Director: James Whale
Writers: Garrett Fort,
Francis Edward Faragoh, John L. Balderston (composition), Mrs. Percy B. Shelley
(novel), Peggy Webling (play)
Starring: Colin Clive, Mae
Clarke, John Boles, Boris Karloff, Edward Van Sloan, Frederick Kerr, Dwight
Frye, Lionel Belmore, Marilyn Harris
“Look! It's moving. It's
alive. It's alive... It's alive, it's moving, it's alive, it's alive, it's
alive, it's alive, IT'S ALIVE! … Oh, in the name of God! Now I know what it
feels like to be God!”
—Dr.
Henry Frankenstein, “Frankenstein” 1931.
It’s a curious thing to take
on a classic. I saw “Frankenstein” on the Saturday afternoon creature features
as a kid, but it wasn’t a classic to me then. I’ve seen it a few times in my
adult life. The first time I saw it with modern eyes and wasn’t much impressed
by it. I was always more impressed with “Bride of Frankenstein”, which many
would agree presents both its story and themes in a stronger context. “Frankenstein”

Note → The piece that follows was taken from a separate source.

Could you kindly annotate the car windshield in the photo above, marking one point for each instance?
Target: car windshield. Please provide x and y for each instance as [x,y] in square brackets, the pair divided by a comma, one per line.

is no slouch, however; pardon the pun.
For the first time, I watched
the movie with my own kids. It was presented to them as a “classic.” I don’t
really know how they interpreted that. When I was a kid “The Godfather” or “Dirty
Harry” or just about any movie with John Wayne was a “classic” according to my
father. And those were the classics I watched with him. The classic monsters,
however, were just monsters to me. I enjoyed the movies because they all had
such a specific mood to them. The whole “dark and stormy night” thing played
well with me.
My boys seemed to enjoy it.
Because it was a “horror” movie, my youngest was wary until he finally saw the
monster. He didn’t really find the monster scary, so the movie was OK with him.
I tried to explain to him how there were different kinds of horror, and that
some movies were called horror movies because of the themes involved. By that
point I had lost him. Of course, when “Frankenstein” originally hit movie
screens it was scary to the people who saw it.
My older boy seemed to enjoy
it on a slightly higher level than my youngest. He didn’t say much about it,
but he did say he liked it with enthusiasm. I think he was trying to get his mind
around the themes of The Modern Prometheus. The God Complex that man seems to
have with creating and destroying things. I think that was the element of the
movie that my oldest went to bed chewing around his head. It is those ideas
that make this film a “classic”—and Karloff’s odd and sympathetic portrayal of
the Monster—and I’m glad to see my boy catch on to it much younger than I did.